An Italian warship is set to collaborate with the Ghana Navy to curb the growing activities of pirates off the Gulf of Guinea.
The warship, Luigi Rizzo, which had about 187 crew soldiers on board landed at the Tema Port . It will engage the Ghana Navy in the collaborative exercise. The partnership will be a major relief as the Gulf of Guinea has become one of the dangerous sea zones on earth. There have been several reported cases of piracy attacks in recent years at the Gulf of Guinea. Pirates take hostage of several sailors each year.
Meanwhile, available statistics show that piracy off the Gulf of Guinea shot up to over 200 cases in 2020 alone.

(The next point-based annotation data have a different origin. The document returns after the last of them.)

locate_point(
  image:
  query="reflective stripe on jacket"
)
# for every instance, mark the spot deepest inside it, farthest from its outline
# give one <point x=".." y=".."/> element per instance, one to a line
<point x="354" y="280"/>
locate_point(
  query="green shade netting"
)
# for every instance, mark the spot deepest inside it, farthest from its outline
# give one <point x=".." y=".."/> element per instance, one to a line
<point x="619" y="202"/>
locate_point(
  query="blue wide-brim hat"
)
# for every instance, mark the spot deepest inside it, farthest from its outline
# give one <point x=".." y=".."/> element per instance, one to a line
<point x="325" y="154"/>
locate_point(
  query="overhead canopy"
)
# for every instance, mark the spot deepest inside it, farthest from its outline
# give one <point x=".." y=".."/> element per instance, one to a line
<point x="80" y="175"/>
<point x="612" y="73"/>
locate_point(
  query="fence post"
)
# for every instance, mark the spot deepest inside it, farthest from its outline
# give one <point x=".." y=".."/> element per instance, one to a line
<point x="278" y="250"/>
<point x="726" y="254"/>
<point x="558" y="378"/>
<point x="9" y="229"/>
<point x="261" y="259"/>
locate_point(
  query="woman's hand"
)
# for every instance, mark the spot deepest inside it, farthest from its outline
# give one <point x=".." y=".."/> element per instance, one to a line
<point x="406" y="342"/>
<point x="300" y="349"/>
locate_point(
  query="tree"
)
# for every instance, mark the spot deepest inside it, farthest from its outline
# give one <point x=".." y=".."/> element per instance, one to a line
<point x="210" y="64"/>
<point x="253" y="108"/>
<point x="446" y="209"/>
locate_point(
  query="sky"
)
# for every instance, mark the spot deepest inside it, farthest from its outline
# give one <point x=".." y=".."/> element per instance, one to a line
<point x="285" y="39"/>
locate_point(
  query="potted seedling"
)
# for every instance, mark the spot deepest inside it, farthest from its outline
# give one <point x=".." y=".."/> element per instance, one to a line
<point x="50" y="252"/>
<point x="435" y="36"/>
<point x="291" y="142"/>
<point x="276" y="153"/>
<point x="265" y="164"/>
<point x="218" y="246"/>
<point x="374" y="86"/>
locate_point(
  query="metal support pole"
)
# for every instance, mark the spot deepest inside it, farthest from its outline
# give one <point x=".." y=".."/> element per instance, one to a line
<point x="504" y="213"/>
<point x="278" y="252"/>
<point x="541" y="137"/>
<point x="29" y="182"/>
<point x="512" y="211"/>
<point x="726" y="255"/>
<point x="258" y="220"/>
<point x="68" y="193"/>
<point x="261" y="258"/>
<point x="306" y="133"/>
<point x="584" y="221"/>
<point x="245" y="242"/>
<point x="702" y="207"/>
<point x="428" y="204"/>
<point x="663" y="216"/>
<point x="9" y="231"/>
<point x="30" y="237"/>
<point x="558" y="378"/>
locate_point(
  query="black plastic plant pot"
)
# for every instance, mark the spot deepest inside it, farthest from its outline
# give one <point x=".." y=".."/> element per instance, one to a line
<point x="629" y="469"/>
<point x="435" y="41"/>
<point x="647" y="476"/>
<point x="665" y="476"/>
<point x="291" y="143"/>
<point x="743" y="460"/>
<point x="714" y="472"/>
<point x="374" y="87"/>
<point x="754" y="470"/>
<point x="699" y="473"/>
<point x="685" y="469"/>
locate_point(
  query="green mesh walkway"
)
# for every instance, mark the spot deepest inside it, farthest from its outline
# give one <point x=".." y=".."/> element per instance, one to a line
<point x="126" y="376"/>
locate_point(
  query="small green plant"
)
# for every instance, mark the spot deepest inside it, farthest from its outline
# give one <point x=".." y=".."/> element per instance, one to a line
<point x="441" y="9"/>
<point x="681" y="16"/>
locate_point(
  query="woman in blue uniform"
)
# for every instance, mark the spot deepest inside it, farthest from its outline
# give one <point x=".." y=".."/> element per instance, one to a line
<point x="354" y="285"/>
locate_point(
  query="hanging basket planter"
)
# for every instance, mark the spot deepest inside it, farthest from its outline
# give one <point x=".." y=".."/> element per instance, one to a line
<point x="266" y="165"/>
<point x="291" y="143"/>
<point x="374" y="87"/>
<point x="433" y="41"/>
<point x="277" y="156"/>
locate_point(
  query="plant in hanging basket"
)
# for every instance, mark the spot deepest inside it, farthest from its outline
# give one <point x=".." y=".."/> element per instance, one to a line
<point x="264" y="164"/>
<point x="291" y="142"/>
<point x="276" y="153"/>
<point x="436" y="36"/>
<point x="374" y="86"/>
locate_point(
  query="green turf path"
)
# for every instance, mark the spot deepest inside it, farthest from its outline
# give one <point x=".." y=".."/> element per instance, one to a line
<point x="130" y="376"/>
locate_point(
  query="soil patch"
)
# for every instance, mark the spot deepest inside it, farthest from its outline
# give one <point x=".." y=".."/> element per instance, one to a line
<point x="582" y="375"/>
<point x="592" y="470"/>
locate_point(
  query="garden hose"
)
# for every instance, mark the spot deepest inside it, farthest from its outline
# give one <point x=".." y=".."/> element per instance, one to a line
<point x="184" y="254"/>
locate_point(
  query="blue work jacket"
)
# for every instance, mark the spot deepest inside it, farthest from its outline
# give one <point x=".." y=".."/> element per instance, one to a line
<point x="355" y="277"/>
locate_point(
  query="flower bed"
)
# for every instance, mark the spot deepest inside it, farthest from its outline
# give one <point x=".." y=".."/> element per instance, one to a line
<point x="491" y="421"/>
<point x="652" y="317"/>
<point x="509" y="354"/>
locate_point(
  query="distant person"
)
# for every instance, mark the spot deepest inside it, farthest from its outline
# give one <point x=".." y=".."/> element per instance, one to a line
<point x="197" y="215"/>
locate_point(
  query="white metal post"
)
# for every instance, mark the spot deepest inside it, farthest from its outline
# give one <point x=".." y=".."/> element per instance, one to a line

Notably, most of these cases involve kidnapping and demand for ransom, making the area a haven for pirates.
Moreover, there is a surge in Piracy in the first quarter of 2021. Reports show rising cases of kidnapping in the Gulf of Guinea in the first two months of 2021. These cases are higher than those recorded in the entire Q1 2020.

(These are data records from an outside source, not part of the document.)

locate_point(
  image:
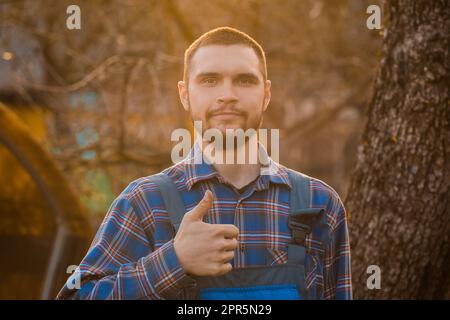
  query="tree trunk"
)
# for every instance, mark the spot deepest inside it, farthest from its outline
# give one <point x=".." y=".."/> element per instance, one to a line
<point x="399" y="198"/>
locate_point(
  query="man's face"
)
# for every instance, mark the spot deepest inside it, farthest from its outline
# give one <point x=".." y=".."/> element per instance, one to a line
<point x="226" y="88"/>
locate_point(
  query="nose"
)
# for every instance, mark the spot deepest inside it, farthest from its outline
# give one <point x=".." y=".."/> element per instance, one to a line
<point x="227" y="94"/>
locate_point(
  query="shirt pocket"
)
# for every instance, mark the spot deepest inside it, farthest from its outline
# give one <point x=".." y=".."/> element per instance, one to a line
<point x="276" y="255"/>
<point x="314" y="263"/>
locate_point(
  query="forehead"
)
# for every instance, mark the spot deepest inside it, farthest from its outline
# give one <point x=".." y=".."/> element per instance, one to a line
<point x="225" y="59"/>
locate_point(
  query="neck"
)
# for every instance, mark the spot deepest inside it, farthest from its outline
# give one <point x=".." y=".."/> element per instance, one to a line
<point x="236" y="173"/>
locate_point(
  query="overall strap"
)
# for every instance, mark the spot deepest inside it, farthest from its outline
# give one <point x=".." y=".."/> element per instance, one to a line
<point x="300" y="216"/>
<point x="172" y="199"/>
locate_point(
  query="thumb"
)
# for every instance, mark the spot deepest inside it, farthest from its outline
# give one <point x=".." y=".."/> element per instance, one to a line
<point x="202" y="207"/>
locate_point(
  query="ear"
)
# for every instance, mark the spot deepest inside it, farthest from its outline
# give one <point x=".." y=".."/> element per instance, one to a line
<point x="183" y="92"/>
<point x="267" y="94"/>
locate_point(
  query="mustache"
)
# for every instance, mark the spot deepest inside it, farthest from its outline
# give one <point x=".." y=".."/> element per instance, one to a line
<point x="215" y="111"/>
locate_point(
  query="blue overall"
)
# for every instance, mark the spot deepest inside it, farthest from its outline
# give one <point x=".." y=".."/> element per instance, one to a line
<point x="283" y="281"/>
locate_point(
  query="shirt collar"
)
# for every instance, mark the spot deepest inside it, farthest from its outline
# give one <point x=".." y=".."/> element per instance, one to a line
<point x="196" y="169"/>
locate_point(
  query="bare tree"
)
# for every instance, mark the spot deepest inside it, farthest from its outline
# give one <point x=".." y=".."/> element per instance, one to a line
<point x="399" y="198"/>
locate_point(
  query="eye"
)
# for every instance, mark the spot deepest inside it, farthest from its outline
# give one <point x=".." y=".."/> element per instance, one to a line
<point x="246" y="81"/>
<point x="209" y="81"/>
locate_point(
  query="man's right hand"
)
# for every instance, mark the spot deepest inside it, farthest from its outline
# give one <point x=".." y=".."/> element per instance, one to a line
<point x="205" y="249"/>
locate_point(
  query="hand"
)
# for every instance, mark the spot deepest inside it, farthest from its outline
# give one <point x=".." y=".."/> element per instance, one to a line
<point x="205" y="249"/>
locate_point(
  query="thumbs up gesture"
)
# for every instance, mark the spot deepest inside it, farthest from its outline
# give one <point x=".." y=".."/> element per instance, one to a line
<point x="205" y="249"/>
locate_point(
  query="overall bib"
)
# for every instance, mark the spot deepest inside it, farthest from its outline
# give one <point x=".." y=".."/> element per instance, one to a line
<point x="282" y="281"/>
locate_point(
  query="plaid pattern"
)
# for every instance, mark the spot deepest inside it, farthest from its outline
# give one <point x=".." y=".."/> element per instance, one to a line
<point x="132" y="255"/>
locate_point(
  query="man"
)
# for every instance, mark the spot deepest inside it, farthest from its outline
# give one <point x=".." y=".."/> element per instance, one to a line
<point x="240" y="233"/>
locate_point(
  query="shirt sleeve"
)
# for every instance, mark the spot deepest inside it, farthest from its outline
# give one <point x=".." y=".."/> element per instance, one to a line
<point x="337" y="271"/>
<point x="121" y="262"/>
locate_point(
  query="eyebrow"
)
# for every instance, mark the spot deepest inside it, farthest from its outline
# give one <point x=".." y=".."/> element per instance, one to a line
<point x="216" y="74"/>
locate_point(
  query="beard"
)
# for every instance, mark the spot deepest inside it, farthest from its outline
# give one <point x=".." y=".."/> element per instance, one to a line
<point x="231" y="140"/>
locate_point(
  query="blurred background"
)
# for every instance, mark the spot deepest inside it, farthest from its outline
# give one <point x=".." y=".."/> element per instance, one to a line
<point x="85" y="112"/>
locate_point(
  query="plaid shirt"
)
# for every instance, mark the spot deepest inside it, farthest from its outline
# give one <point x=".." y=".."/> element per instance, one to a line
<point x="132" y="255"/>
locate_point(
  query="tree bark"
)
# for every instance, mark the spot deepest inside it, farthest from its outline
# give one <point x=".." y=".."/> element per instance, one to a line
<point x="399" y="198"/>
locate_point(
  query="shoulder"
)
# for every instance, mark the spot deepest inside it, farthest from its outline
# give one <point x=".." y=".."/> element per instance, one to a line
<point x="324" y="196"/>
<point x="143" y="193"/>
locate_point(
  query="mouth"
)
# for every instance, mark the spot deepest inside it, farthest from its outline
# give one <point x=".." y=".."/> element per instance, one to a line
<point x="226" y="114"/>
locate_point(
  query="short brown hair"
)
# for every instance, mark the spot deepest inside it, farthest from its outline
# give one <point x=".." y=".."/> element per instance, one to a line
<point x="224" y="36"/>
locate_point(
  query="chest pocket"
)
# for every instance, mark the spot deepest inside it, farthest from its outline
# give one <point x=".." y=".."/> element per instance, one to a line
<point x="276" y="255"/>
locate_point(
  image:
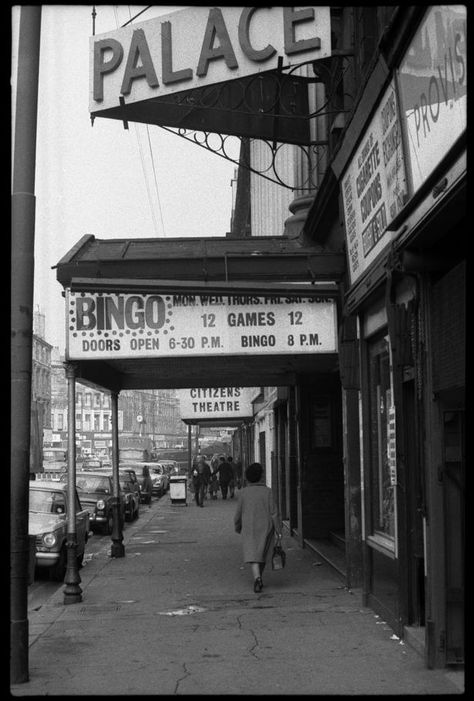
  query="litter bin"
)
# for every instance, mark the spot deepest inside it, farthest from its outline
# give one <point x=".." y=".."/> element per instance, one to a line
<point x="178" y="489"/>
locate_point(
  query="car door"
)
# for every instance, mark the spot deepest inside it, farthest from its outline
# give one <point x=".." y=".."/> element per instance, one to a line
<point x="82" y="524"/>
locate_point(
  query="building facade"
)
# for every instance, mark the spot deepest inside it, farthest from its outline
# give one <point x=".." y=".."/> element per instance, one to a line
<point x="40" y="391"/>
<point x="146" y="419"/>
<point x="374" y="456"/>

It is worrying because pirates create fear around the sea lanes that traverse the Gulf of Guinea. However, this area is very important as it facilitates trade between southern and western Africa. It is also a key route for valuable goods such as crude oil emanating from Angola and Nigeria.
As a result, the Italian Navy has arrived in Ghana. They have been engaging in patrolling and surveilling both the Gulf of Guinea and other waters for the past months. As part of this collaboration, the Italians will train personnel of the Ghana Navy to curb the growing piracy menace.
Sending a strong signal to the pirates
Specifically, the Luigi Rizzo warship with some 187 crew members, will train their Ghanaian counterparts in a midnight drill on the seas. This will help to impart modernized patrolling and surveillance methods used in combating piracy.
Moreover, Commander Dario Castelli, the commanding officer of the Luigi Rizzo warship stated that there is a need for such a collaboration between Ghana and other African counterparts in this training and mission. This, according to him, will send a strong signal to the pirates, about their preparedness to combat them.
Meanwhile, the Luigi Rizzo warship which has been offering monitoring and surveillance on the Gulf of Guinea for some months now will return to Italy in May after the joint operations. Also, after the operations of the Luigi Rizzo warship, another Italian Frigate will arrive at the gulf in October to undertake similar monitoring and surveillance exercise.
The recent collaboration comes after Capt. Dr. Kamal-Deen Ali Rtd called on Regional bodies to act swiftly as piracy cases continue to surge in the Gulf of Guinea.
Dr. Kamal-Deen indicated that pirates are using sophisticated gadgets in their operations. As such, regional bodies are unable to combat and outwit these criminal organizations. The Executive Director of the Center for Maritime Law and Security (CEMLAWS) also blamed profitability and newer business modules as other causes of the surge.